While Miami-Dade County’s size and diversity serve as its greatest asset, they also presents significant challenges, especially when it comes to maximizing public dollars to pay for critical needs such as health care, infrastructure, and very notably, public utilities.
With this in mind, it is unacceptable that Florida’s largest county and revenue generator is losing tens of millions of dollars at Miami Dade County’s Waste-To-Energy (WTE) Facility in Doral; money that could be spent on investing in our communities, or helping keep our taxes low.
Since 1985, our community has invested millions of dollars to construct and operate this WTE facility. The Doral facility employs nearly 200 people to process a staggering 1.2 million tons of garbage each year, which otherwise would have been landfilled, and generates enough renewable electricity to power the plant and 45,000 homes. This facility has resulted in the savings of landfill space that would be the size of Disney’s Magic Kingdom stacked more than 24 stories high.
That is absolutely incredible. This is exactly the type of smart government, urban planning our county needs. However, our return on this investment is not nearly what it should be, because the county gets shortchanged by millions when they are forced to sell this homemade power to utility companies for five times less than what would be reasonable. In the last three years, Miami-Dade County has lost $38 million in energy revenue.
How is this happening?
Florida’s power companies, such as Florida Power & Light, are regulated by the state through the Public Service Commission (PSC), which relies on archaic rules and laws to let the power companies calculate the price they pay others who produce energy in Miami-Dade County.
As power contracts for these facilities expire, as did Miami-Dade’s in 2013, the utilities are paying dramatically less for the electricity they produce and even significantly less than what it costs for the utilities to produce their own power, while continuing to raise rates for customers in Miami-Dade. This has caused a massive revenue loss to the county, money that should be returned to the taxpayer and not the shareholders of the utility companies.
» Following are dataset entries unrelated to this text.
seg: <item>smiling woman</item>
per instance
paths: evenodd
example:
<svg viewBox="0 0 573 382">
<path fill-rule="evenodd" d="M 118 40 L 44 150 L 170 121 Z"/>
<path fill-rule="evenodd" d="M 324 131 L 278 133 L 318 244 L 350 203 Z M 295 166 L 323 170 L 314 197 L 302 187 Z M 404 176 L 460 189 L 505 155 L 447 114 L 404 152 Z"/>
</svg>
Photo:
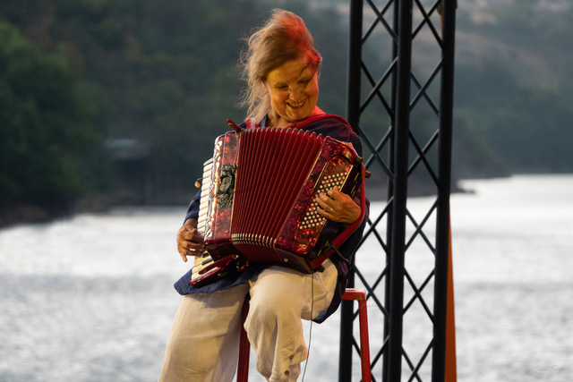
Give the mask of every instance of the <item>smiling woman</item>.
<svg viewBox="0 0 573 382">
<path fill-rule="evenodd" d="M 316 105 L 321 63 L 321 55 L 303 20 L 290 12 L 275 10 L 267 23 L 248 39 L 248 49 L 243 55 L 247 83 L 244 106 L 248 106 L 248 118 L 237 130 L 290 128 L 292 131 L 280 131 L 290 134 L 297 129 L 314 133 L 309 135 L 321 134 L 347 142 L 361 156 L 360 140 L 348 123 L 325 114 Z M 298 132 L 293 135 L 295 133 Z M 278 148 L 270 140 L 264 144 L 272 144 L 270 147 L 279 152 L 291 150 L 286 166 L 306 174 L 296 163 L 309 156 L 304 144 Z M 261 151 L 262 148 L 259 148 Z M 256 166 L 261 165 L 256 162 Z M 260 208 L 264 198 L 278 199 L 283 197 L 280 192 L 285 192 L 261 195 L 264 192 L 254 192 L 253 187 L 244 189 L 252 198 L 249 201 L 259 202 Z M 225 276 L 210 284 L 196 284 L 191 283 L 192 270 L 187 272 L 175 283 L 184 298 L 167 341 L 160 380 L 231 381 L 236 369 L 240 312 L 245 295 L 250 297 L 250 307 L 244 328 L 257 353 L 257 370 L 269 380 L 296 380 L 300 362 L 308 356 L 301 319 L 322 322 L 338 309 L 368 216 L 367 207 L 363 210 L 338 187 L 325 188 L 315 201 L 315 212 L 333 223 L 334 237 L 349 226 L 358 227 L 339 246 L 339 256 L 331 256 L 321 269 L 312 269 L 316 271 L 313 274 L 286 265 L 252 261 L 239 270 L 215 269 Z M 177 233 L 177 248 L 184 261 L 204 251 L 203 237 L 197 229 L 201 204 L 199 191 Z M 251 215 L 254 214 L 235 213 L 233 209 L 232 218 L 262 220 L 261 214 Z M 269 225 L 270 222 L 266 224 Z M 226 247 L 218 250 L 236 255 Z M 264 253 L 261 253 L 261 261 L 266 259 Z M 198 267 L 202 261 L 201 258 Z"/>
<path fill-rule="evenodd" d="M 311 115 L 324 114 L 316 106 L 319 98 L 317 68 L 308 61 L 304 56 L 288 61 L 267 75 L 265 84 L 272 109 L 267 125 L 286 127 Z"/>
</svg>

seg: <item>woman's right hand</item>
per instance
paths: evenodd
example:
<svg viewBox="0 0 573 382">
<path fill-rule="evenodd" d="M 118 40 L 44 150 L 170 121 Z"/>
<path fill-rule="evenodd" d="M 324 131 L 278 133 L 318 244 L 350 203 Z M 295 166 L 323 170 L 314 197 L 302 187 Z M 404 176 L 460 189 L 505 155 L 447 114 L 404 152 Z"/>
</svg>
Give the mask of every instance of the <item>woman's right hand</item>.
<svg viewBox="0 0 573 382">
<path fill-rule="evenodd" d="M 184 262 L 187 262 L 187 256 L 201 256 L 203 250 L 203 237 L 197 231 L 197 220 L 187 219 L 179 228 L 177 250 Z"/>
</svg>

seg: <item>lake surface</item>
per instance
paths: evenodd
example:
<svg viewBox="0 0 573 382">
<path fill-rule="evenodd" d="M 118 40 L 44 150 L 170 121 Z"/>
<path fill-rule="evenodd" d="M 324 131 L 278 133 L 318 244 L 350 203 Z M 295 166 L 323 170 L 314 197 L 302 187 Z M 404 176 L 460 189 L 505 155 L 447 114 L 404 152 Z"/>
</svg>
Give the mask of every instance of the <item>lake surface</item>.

To make things worse, Miami-Dade County is prohibited by law and regulation from using its own power generated by the WTE facility in Doral. They are forced to buy power from utility companies to use at the airport, water plant, or even county office buildings at a rate five times more than what the county could sell its homegrown energy in Doral. This sacrifices Miami-Dade’s energy independence and is costing taxpayers their hard-earned dollars. It’s unfair, irresponsible, and leaving our community out to dry.
So how can we justify paying the county so little for our power? Because the law lets them get away with it.
We are not alone. Communities all over the state are in the same position, losing tens of millions of dollars every year. In the next seven years, the total loss is expected to balloon to almost $200 million every year. How many roads could that build? How many kids could that educate? How many elderly could that help?
How do we solve this problem and make the most out of the hard-earned money our government collects? State lawmakers can to pass legislation that encourages local energy independence and innovative, creative ways for municipalities to take advantage of their public investments. As a public servant to Miami-Dade County, I look forward to the discussion and debate on how we can reach a solution to this problem.
Rene Garcia represents District 36 in Miami in the Florida Senate.